Die Lichter gehen aus

Trotz der treuen Kundschaft und unbeachtet deren Initiativen und der Unterschriftenliste mit 626 Zeichnern, gehen am 31.1.2020 um 20 Uhr im Geschäft endgültig die Lichter aus. Was anschließend mit der Immobilie geschieht ist bisher noch nicht bekannt. Die Angestellten werden zum Teil in die Filiale an der Schönbachstraße am Stötteritzer Bahnhof versetzt. Außerdem soll bald ein neuer Konsum am Studentenwohnheim Prager Straße / Mühlstraße eröffnen. Dass der Auf- und Ausbau neuer Geschäfte zuerst einmal viel Geld kostet, ist kein Geheimnis. Ob sie sich rentieren wird sich erst beweisen müssen.
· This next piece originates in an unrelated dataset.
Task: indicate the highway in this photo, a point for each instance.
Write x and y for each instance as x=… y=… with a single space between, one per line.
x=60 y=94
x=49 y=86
Der ehemalige Konsum Hofer Straße in Reudnitz, am Abend.
Der ehemalige Konsum Hofer Straße in Reudnitz, am Abend.

“Wo ein Wille ist, da ist auch Weg”, heißt ein Sprichwort. Die Konsumgesellschaft aber setzt sich Gewinnziele, die nicht mit dem Erhalt von kleinen Geschäften, die der Nahversorgung ihrer Kunden gerecht wird, vereinbaren lässt.

Trauerfeier zum Ladenschluss

Wer sich vom Konsum und seinen Mitarbeitern verabschieden möchte, bekommt am letzten Verkaufstag die Gelegenheit dazu: auf Facebook wird dazu aufgerufen, sich 16:30 Uhr mit Kerzen und Blumen zu einer “Trauerveranstaltung” an der Verkaufsstelle einzufinden, um Lebewohl zu sagen, ein letztes Mal durch die Regale zu schlendern und Erinnerungen an viele schönen Momente in „uns’rem Konsum“ zu teilen.

Sicher ist diese Veranstaltung aber auch eine Gelegenheit, um ein Zeichen in Richtung der Konsumgenossenschaft zu senden, dass man mit ihrer Entscheidung alles andere als einverstanden ist.